There are lots of different instructions for how to install Crush-Grind mills, so I thought if I bought one, the best way to install would become evident. I couldn't have been more wrong.

The one thing that's consistent among the directions is a disclaimer of sorts that indicates that the mill is designed for metric bits and that it may need to be modified to use fractional bits. Since I don't have the bits yet, couldn't I just get metric bits? Does anyone know what the metric sizes are? 

One of the directions show the tabs snapping into a slot that's cut into the recess the mill fits into. It seems to me the tabs would just spin in that slot. There are splines on the body of the mill; are they supposed to keep it from spinning? If so, that seems like a bit of a fatal flaw, since most instructions say to remove them to accommodate the non-metric bit sizes. 

Some instructions reference using epoxy to install the grinder body. I've read many accounts where the epoxy failed to keep the body in place.
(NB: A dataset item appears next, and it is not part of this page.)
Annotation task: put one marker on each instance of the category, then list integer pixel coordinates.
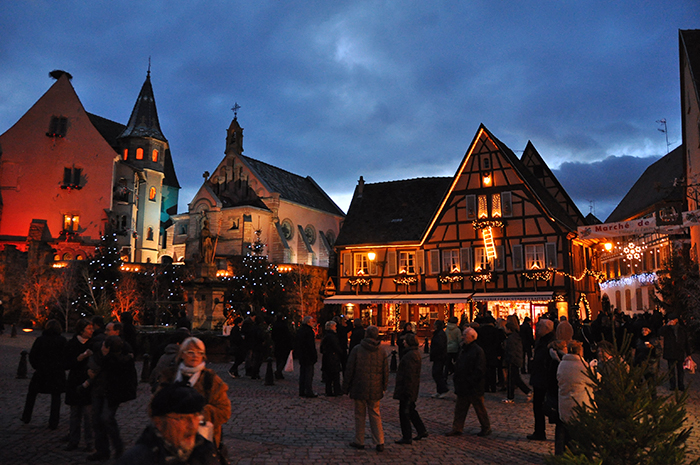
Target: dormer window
(71, 178)
(58, 126)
This seems perfectly reasonable since the body appears to be made of polypropylene which doesn't stick to anything. 

So now, the big question. Has anyone discovered or developed an easy, foolproof way to install the crush-grind mill?


----------



## Dave Paine (May 30, 2012)

Quickstep said:


> The one thing that's consistent among the directions is a disclaimer of sorts that indicates that the mill is designed for metric bits and that it may need to be modified to use fractional bits. Since I don't have the bits yet, couldn't I just get metric bits? Does anyone know what the metric sizes are?
> 
> One of the directions show the tabs snapping into a slot that's cut into the recess the mill fits into. It seems to me the tabs would just spin in that slot. There are splines on the body of the mill; are they supposed to keep it from spinning? If so, that seems like a bit of a fatal flaw, since most instructions say to remove them to accommodate the non-metric bit sizes.
> 
> ...


You are referring to the shaftless style of the Crush Grind Pepper Mill.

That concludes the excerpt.